In order to take another view of congressional races, I'm comparing how a party's statewide congressional total (indexed to 50%) compares to the presidential total (indexed to 54% Democratic 46% Republican). I wasn't able to include all the states again, however. Some states have such a small congressional delegation that the congressional vote is heavily/entirely influenced by one strong candidate. Earl Pomeroy has done much better than Obama did in 2008, but that may be all Pomeroy. Looking at his numbers wouldn't be able to tell us how another Democrat might do. I once again averaged 2006 and 2010, with the belief that the two years that bookended the 2008 election would produce a good average since one was a Republican year, while the other was a Democratic one.
I also excluded some legacy states. Mississippi, Arkansas, and West Virginia have had very strong Democratic congressional totals, but increasingly weak presidential ones.
While I was able to fill in an expected number of votes to give an accurate read when a candidate ran unopposed Oklahoma, New York and Texas had too many unopposed candidates to the point that I'd be using too many estimated votes.
Florida, Michigan, and Iowa again come up very strong, showing that Republican statewide elections translate to congressional races. Illinois isn't much of a surprise, as President Obama likely skewed that state too Democratic.
Tennessee may qualify as a Democratic legacy state. So I'm not sure their strong congressional showing, when compared to the Presidential race, is that telling. The rest of the list doesn't contain a lot of surprises. Arizona was overblown Republican due to John McCain, while we've seen strong Democratic congressional wins in Connecticut, Maryland, North Carolina, and Washington.
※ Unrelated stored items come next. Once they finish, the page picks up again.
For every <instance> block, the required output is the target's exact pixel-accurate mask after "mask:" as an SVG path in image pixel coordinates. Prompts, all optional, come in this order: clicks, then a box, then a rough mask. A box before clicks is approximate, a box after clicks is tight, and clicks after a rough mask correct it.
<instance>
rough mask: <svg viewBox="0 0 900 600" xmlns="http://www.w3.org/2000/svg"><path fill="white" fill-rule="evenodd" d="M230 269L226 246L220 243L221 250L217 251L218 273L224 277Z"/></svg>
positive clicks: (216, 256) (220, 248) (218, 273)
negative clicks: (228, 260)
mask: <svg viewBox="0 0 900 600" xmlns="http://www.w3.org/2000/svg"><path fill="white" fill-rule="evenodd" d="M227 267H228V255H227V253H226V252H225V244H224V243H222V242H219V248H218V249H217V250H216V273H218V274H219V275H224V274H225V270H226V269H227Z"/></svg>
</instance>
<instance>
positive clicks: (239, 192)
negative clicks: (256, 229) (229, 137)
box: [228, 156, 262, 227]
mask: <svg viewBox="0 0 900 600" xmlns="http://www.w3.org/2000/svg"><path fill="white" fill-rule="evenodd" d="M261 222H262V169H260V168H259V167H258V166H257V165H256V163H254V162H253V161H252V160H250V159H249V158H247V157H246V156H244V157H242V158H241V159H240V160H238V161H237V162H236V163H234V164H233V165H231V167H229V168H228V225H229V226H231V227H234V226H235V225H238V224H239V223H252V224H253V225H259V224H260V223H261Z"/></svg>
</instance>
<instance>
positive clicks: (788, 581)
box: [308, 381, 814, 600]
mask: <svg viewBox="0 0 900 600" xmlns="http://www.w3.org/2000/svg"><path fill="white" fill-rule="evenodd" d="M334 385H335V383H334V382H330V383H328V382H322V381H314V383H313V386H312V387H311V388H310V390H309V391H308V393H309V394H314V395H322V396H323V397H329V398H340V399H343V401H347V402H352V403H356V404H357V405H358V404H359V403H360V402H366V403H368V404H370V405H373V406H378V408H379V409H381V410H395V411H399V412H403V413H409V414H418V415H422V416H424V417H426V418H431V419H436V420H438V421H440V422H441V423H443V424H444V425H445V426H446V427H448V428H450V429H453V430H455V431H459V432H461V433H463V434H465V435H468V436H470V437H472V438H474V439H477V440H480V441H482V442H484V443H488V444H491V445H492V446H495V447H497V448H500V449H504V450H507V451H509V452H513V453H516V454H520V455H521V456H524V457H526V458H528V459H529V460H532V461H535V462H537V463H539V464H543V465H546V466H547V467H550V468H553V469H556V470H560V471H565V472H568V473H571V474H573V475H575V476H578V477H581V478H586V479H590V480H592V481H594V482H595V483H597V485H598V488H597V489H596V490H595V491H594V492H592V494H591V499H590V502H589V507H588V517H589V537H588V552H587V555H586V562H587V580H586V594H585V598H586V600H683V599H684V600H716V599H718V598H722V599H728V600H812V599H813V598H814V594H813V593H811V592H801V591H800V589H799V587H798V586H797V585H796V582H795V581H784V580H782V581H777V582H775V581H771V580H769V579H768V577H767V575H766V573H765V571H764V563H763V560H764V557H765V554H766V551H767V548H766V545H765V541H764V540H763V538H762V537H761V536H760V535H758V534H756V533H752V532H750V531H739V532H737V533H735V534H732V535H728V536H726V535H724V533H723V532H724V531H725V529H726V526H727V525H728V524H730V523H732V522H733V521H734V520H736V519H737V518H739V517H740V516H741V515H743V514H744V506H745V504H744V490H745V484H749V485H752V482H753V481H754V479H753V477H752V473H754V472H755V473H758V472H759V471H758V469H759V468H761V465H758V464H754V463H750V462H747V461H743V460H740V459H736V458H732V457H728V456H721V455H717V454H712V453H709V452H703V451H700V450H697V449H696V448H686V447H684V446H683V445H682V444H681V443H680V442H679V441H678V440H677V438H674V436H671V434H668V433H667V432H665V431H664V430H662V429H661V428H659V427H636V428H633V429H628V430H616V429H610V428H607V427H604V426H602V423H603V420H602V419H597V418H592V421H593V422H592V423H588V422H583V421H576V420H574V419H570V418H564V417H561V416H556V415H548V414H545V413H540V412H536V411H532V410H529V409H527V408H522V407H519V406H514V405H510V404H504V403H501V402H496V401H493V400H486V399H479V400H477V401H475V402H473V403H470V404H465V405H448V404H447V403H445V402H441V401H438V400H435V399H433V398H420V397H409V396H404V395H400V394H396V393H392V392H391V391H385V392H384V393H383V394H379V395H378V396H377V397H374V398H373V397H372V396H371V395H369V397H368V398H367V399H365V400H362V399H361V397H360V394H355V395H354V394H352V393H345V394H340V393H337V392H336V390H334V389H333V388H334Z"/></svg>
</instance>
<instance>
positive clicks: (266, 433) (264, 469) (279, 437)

Overall, the numbers skew slightly Republican. This may mean that 2010 was a better Republican year than 2006 was a Democratic one or that Republicans are very good on a congressional level or John McCain was very bad. You could deduct about 1 point from each if you think that's the case That'd still leave a significant number as congressional overachievers. Republicans shouldn't have that much to fear from Fair Districts Florida. They also should be able to gerrymander their gains in Wisconsin and Michigan, and do better than expected with the contraction in Illinois and Iowa.
Notable on the list are the states which are fairly neutral. Republicans may have a tough time gerrymandering their gains in Ohio and Pennsylvania. as mediocre McCain numbers may translate into mediocre congressional numbers.